The Art of Not Buying

It is 6 am. I am sitting down at the kitchen table with my green smoothie and I open my personal email. Along with potential gigs, updates from the various blogs, and notifications regarding my daughters’ school, I receive teaser emails from companies I have accounts with and interact with regarding my music and recording.

These emails usually read something like:


“Limited Time Only get 75% off select Plug-ins”

“Unlimited Album Submissions 50% off until April 1st

These offers are tempting and the countdown makes it a race against the clock to score a really amazing deal.

I have even noticed companies starting to send follow up emails asking things like “Are you forgetting something?” with a reminder that I looked at a particular product.

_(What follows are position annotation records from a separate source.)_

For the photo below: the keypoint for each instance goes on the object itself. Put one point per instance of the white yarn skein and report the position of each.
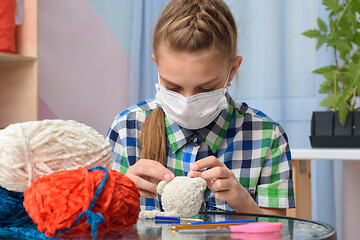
(35, 148)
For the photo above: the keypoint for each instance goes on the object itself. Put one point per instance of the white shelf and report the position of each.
(326, 154)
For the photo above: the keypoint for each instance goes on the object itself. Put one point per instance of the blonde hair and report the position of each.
(187, 26)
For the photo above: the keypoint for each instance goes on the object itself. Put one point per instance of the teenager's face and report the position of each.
(193, 73)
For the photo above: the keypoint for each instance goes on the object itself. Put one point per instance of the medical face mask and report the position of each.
(194, 112)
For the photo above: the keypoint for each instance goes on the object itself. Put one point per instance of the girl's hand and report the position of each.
(222, 181)
(145, 173)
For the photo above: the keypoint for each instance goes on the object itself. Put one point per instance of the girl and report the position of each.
(193, 127)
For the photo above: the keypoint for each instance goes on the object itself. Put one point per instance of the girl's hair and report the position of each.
(187, 26)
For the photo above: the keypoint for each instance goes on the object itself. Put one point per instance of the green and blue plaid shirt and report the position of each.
(251, 144)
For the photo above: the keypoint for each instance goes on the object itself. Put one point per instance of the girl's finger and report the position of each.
(194, 174)
(207, 162)
(219, 185)
(216, 172)
(143, 184)
(147, 194)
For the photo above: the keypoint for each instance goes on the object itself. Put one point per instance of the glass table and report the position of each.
(293, 228)
(148, 229)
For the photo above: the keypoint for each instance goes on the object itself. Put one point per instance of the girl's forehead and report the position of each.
(207, 60)
(204, 55)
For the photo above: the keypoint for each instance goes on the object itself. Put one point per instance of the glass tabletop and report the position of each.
(293, 228)
(149, 229)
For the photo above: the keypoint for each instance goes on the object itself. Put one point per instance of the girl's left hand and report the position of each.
(221, 180)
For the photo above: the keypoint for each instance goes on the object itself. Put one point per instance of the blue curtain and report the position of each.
(275, 77)
(143, 74)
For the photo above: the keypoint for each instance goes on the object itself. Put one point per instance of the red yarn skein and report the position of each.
(54, 201)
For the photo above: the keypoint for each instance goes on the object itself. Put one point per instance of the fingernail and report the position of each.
(167, 177)
(193, 167)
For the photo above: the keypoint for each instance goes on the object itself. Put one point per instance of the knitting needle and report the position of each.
(255, 227)
(211, 224)
(164, 218)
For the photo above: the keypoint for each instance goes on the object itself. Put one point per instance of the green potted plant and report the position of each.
(341, 79)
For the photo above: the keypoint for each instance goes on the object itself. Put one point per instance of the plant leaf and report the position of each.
(322, 25)
(321, 41)
(312, 33)
(330, 4)
(330, 101)
(343, 112)
(333, 42)
(325, 69)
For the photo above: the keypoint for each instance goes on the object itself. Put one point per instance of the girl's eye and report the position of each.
(206, 89)
(174, 89)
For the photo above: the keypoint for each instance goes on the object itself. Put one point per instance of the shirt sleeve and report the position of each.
(275, 187)
(121, 163)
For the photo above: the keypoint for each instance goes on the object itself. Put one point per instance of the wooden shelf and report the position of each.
(19, 72)
(6, 58)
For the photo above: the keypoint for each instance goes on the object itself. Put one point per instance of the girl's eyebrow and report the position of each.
(167, 81)
(206, 83)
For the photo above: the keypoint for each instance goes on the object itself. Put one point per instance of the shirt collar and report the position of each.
(213, 134)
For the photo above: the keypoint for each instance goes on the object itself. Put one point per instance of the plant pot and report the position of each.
(326, 130)
(322, 123)
(340, 130)
(356, 123)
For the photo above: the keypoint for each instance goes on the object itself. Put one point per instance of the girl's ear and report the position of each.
(160, 187)
(235, 66)
(154, 59)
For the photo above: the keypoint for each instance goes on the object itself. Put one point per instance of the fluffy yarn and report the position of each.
(181, 197)
(76, 201)
(36, 148)
(12, 212)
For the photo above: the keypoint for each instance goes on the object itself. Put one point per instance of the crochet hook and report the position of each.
(164, 218)
(256, 227)
(212, 224)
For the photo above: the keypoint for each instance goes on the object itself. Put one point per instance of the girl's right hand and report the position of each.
(145, 173)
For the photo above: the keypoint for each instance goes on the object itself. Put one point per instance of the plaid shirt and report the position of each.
(250, 143)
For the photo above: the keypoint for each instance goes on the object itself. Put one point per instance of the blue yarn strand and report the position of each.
(12, 211)
(9, 221)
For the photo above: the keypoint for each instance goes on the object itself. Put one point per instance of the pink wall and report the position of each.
(83, 69)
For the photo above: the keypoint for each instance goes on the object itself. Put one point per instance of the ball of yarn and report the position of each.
(36, 148)
(182, 196)
(58, 202)
(12, 211)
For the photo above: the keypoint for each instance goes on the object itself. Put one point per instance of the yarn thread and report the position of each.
(57, 203)
(12, 211)
(36, 148)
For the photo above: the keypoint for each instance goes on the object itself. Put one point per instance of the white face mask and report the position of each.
(194, 112)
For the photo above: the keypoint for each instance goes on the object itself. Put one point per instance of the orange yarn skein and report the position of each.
(54, 201)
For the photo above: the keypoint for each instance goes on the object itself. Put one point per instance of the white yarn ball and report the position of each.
(35, 148)
(182, 196)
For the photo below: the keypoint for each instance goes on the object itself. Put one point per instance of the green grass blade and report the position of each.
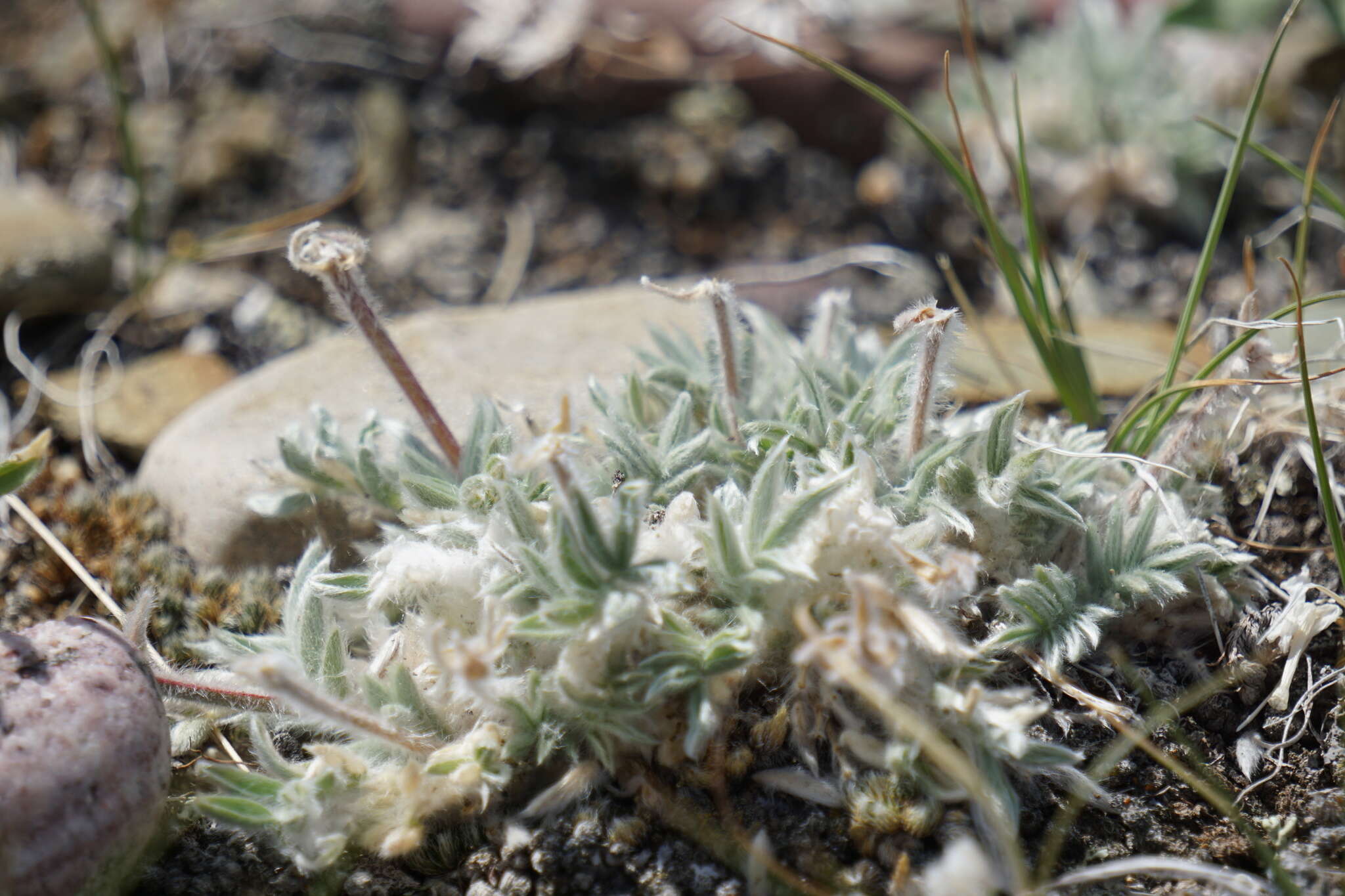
(1324, 194)
(1324, 479)
(1005, 257)
(1183, 390)
(1309, 182)
(1222, 206)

Days like Black Friday, coupon shopping, and websites like work in much the same way. The feeling of “getting a really good deal” paired with “you have to act right now to get it” is hard to resist and businesses know it. Certainly, I have taken advantages of “special codes” and “today only deals” but Angie would agree that I am a horrible impulse shopper. It is like I practice “The Art of Not Buying” even when it is something I want.

Here’s an example – the audio company, Waves, makes a SSL plug-in for recording programs that accurately models the sonic characteristics of an SSL mixing board for $749. Many of the songs we hear on the radio were mixed using this plug-in. A few weeks ago they were selling this very plug-in for $249. That’s right $500 off but you gotta buy it before this day…there was even a clock counting down the hours remaining to snag the deal.

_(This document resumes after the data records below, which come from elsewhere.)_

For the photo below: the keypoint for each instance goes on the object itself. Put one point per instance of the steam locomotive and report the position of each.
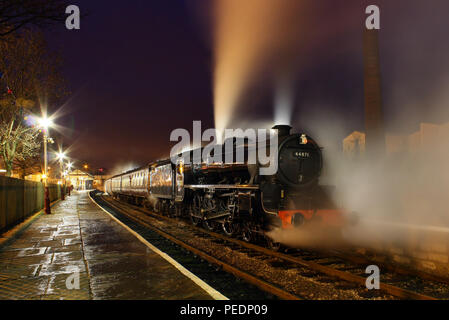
(233, 196)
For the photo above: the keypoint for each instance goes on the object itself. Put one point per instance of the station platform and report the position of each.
(80, 252)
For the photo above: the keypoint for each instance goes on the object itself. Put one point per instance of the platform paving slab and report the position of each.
(80, 240)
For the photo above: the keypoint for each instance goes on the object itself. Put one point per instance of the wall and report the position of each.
(20, 199)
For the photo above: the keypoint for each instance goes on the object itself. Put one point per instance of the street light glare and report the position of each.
(45, 122)
(61, 155)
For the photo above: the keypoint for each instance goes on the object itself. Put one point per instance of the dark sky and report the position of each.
(138, 69)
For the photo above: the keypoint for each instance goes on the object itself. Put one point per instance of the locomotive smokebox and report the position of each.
(283, 130)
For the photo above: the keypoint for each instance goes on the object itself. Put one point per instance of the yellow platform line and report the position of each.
(203, 285)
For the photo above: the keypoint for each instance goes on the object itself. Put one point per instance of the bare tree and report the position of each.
(15, 14)
(29, 75)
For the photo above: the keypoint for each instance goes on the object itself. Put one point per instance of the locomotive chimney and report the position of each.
(283, 130)
(374, 122)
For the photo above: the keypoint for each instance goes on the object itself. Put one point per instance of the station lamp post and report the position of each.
(61, 156)
(45, 123)
(69, 169)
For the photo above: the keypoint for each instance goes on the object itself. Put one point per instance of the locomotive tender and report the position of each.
(232, 196)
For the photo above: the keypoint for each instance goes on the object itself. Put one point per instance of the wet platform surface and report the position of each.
(81, 242)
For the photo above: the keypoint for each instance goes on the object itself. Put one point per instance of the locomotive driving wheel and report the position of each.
(196, 210)
(229, 227)
(247, 233)
(273, 245)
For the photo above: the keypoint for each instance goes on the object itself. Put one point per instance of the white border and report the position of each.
(203, 285)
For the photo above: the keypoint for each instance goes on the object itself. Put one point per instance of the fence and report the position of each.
(20, 199)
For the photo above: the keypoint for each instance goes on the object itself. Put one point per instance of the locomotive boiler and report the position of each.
(233, 196)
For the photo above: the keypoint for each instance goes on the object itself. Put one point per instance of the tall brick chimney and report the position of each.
(374, 119)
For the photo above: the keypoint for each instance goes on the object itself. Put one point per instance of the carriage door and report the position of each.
(179, 181)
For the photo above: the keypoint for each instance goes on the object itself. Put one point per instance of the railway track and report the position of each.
(348, 272)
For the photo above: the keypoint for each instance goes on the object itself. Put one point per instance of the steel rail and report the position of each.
(387, 288)
(263, 285)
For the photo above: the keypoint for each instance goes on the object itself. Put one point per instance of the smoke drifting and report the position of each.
(252, 37)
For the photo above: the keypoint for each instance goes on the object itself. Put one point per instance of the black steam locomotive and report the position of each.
(234, 196)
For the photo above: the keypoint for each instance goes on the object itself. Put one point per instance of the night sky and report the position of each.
(139, 69)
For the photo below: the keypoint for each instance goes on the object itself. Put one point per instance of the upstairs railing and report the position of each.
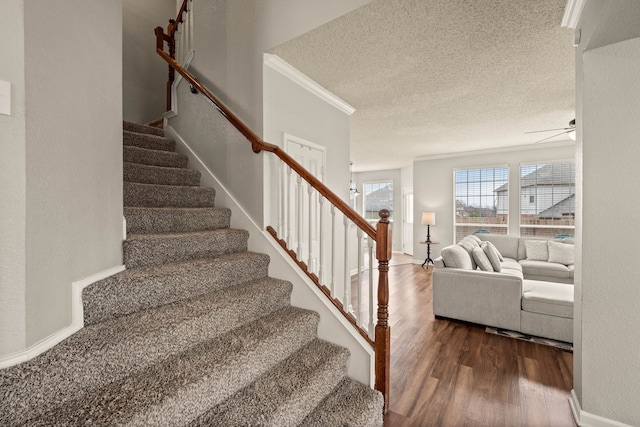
(305, 203)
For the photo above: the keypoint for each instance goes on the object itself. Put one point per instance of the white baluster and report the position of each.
(300, 218)
(359, 277)
(370, 242)
(333, 250)
(321, 240)
(346, 304)
(310, 219)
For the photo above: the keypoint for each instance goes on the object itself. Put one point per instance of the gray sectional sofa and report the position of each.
(521, 284)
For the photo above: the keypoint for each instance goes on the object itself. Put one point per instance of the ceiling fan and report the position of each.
(570, 131)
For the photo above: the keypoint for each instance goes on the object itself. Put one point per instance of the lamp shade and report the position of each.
(429, 218)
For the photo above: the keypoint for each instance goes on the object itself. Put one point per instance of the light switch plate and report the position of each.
(5, 98)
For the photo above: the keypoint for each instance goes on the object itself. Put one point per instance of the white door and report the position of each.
(407, 220)
(303, 210)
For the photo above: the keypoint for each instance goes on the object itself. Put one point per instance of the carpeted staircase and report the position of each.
(193, 333)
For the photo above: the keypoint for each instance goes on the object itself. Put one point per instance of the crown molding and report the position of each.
(572, 13)
(278, 64)
(566, 143)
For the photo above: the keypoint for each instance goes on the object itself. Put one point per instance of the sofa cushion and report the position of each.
(537, 250)
(456, 256)
(469, 244)
(492, 253)
(506, 245)
(482, 260)
(554, 299)
(547, 269)
(561, 253)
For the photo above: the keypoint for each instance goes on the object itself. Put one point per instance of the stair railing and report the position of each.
(179, 39)
(375, 239)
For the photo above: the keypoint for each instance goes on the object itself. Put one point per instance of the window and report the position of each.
(377, 195)
(550, 190)
(481, 201)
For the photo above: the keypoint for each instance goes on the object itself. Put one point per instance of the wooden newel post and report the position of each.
(383, 330)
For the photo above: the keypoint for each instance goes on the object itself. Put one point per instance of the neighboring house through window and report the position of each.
(479, 206)
(550, 192)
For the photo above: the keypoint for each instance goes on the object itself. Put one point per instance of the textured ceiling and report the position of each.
(435, 77)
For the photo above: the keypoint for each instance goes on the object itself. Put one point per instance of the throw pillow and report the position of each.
(537, 250)
(456, 257)
(500, 257)
(481, 259)
(561, 253)
(492, 253)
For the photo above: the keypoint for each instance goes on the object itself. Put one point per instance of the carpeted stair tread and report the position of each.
(349, 404)
(154, 195)
(107, 352)
(148, 156)
(145, 140)
(149, 174)
(286, 394)
(164, 220)
(137, 127)
(178, 389)
(144, 288)
(144, 250)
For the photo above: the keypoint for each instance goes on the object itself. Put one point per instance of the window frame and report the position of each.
(502, 225)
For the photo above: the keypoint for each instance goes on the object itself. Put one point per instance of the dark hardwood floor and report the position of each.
(446, 373)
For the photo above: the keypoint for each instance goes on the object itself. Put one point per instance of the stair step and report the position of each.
(146, 140)
(146, 250)
(137, 127)
(155, 195)
(148, 156)
(148, 174)
(149, 344)
(176, 390)
(349, 404)
(145, 288)
(287, 393)
(164, 220)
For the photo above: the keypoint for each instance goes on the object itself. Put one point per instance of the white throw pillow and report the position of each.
(537, 250)
(492, 253)
(561, 253)
(482, 260)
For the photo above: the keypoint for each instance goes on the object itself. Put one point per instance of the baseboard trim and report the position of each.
(586, 419)
(77, 321)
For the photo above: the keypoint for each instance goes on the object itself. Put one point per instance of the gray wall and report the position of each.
(66, 140)
(144, 73)
(433, 188)
(230, 38)
(13, 189)
(607, 366)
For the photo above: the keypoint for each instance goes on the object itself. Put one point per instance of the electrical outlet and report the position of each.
(5, 98)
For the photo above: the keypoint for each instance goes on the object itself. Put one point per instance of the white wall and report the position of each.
(607, 366)
(66, 140)
(433, 188)
(144, 73)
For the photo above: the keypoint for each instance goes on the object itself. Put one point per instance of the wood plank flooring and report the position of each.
(446, 373)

I looked at it. I dreamed about how it would make my recordings sound incredible, however I didn’t buy it. It is not because I don’t think the program is valuable, I believe it is. The reason I didn’t buy is simply because I knew that what I wanted was a dream and having this plug-in would not make that dream a reality. In the same way that owning pairs of sneakers worn by famous basketball players wont make me better at basketball. You can’t buy practice and dedication or persistence and drive and those traits certainly do not come with a “Buy Now For 50% Off” tag.

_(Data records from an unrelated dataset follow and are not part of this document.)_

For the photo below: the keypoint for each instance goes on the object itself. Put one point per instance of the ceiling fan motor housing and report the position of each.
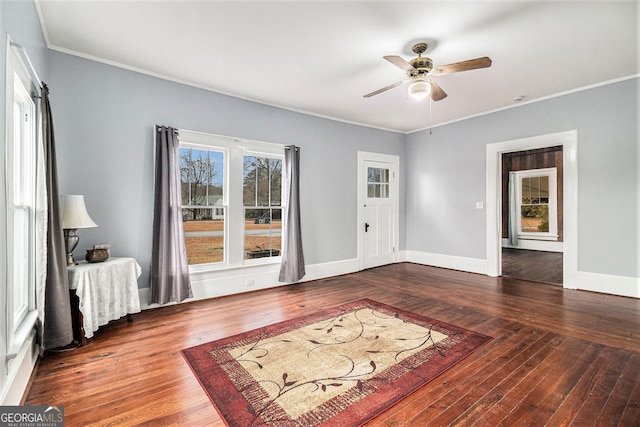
(422, 64)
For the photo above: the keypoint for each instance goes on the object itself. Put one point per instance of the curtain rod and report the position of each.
(25, 58)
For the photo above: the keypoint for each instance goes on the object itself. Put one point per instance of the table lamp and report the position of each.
(73, 214)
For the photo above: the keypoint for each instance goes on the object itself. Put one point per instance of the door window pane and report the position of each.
(535, 203)
(377, 183)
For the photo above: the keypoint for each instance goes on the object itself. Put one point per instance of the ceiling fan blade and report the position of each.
(436, 91)
(456, 67)
(391, 86)
(399, 62)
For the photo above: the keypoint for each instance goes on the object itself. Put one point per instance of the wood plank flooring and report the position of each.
(559, 357)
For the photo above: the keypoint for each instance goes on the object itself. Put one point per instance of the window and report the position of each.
(536, 200)
(203, 208)
(377, 183)
(231, 200)
(262, 196)
(21, 153)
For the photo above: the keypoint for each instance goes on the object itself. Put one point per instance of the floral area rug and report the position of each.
(338, 367)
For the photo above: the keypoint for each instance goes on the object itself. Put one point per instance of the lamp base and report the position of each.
(71, 240)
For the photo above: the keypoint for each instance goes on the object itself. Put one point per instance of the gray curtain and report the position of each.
(292, 268)
(514, 215)
(169, 268)
(57, 330)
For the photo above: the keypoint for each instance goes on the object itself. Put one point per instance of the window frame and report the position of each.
(22, 93)
(552, 174)
(234, 150)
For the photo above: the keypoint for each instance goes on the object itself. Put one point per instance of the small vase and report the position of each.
(97, 255)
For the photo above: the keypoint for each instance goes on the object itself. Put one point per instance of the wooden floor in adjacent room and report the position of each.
(559, 357)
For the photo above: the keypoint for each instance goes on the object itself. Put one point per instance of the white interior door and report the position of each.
(379, 211)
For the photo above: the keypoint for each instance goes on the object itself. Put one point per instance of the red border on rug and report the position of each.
(236, 411)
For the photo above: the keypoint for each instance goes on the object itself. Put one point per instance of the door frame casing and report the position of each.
(364, 156)
(569, 142)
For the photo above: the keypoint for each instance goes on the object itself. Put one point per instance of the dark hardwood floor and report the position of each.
(536, 266)
(559, 357)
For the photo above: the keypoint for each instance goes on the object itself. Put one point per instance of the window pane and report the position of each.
(276, 182)
(201, 176)
(204, 234)
(544, 189)
(262, 181)
(262, 233)
(262, 184)
(373, 174)
(535, 219)
(371, 190)
(384, 190)
(377, 183)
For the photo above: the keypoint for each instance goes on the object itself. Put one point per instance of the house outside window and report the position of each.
(262, 199)
(203, 208)
(231, 201)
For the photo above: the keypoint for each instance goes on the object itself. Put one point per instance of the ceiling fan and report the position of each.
(421, 68)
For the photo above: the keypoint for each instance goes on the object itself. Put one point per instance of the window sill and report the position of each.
(536, 236)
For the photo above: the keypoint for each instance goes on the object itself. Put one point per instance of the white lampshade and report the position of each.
(73, 213)
(420, 89)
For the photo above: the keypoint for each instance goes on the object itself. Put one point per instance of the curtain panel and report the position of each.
(514, 215)
(169, 268)
(54, 308)
(292, 268)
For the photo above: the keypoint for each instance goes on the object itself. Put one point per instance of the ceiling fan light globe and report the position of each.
(420, 89)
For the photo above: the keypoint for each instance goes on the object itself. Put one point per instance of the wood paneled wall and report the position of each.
(525, 160)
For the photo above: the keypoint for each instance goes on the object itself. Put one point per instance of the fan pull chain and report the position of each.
(430, 105)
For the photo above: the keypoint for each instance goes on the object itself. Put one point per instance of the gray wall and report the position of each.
(104, 118)
(446, 176)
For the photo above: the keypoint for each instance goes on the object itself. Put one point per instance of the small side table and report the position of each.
(105, 291)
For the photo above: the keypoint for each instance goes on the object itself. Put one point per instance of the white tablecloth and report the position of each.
(106, 290)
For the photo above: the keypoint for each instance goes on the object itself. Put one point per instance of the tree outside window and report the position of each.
(262, 199)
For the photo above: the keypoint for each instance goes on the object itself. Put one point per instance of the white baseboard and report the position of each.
(212, 284)
(20, 370)
(221, 283)
(471, 265)
(608, 284)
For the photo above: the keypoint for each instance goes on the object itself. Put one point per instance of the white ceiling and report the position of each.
(322, 57)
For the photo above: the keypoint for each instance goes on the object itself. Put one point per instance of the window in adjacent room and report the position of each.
(537, 204)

Being convinced of this truth, I close the email. I do a virtual walk away. This gives me time to consider the purchase and ask important questions like Can I Afford This? For something expensive like the SSL plug-in, I would discuss it with Angie before hitting the buy button. We have an agreement to discuss big purchases before committing to them. Sometimes sharing the WHY you want something with another person, especially someone who does not want the thing, is helpful to remove the shiny gotta have it quality from the deal. If after all of that I still choose to buy it, then it usually ends up being something I use frequently for a really long time. It is like trading up on the quick high of impulse buying for the long term satisfaction of purchasing something that gives you real joy.


Thanks for reading,









One thought on “The Art of Not Buying

  1. Great example of dealing with the impulse shopping monster. I know, for myself, that Amazon is my weakness. It is way too easy to hit the “Purchase Now” button when I don’t feel the pain of handing the cash over to the clerk at the register. Jim and I have an overall policy of waiting 24 hours before making a non-necessity purchase. If, after 24 hours, we still want it and have the money for it we can make the purchase. Nine times out of 10 the purchase doesn’t get made. When you step back and look at whether or not you truly “need” an item it puts everything into a different perspective. So much of what we are being sold is not necessary. Thanks for your post.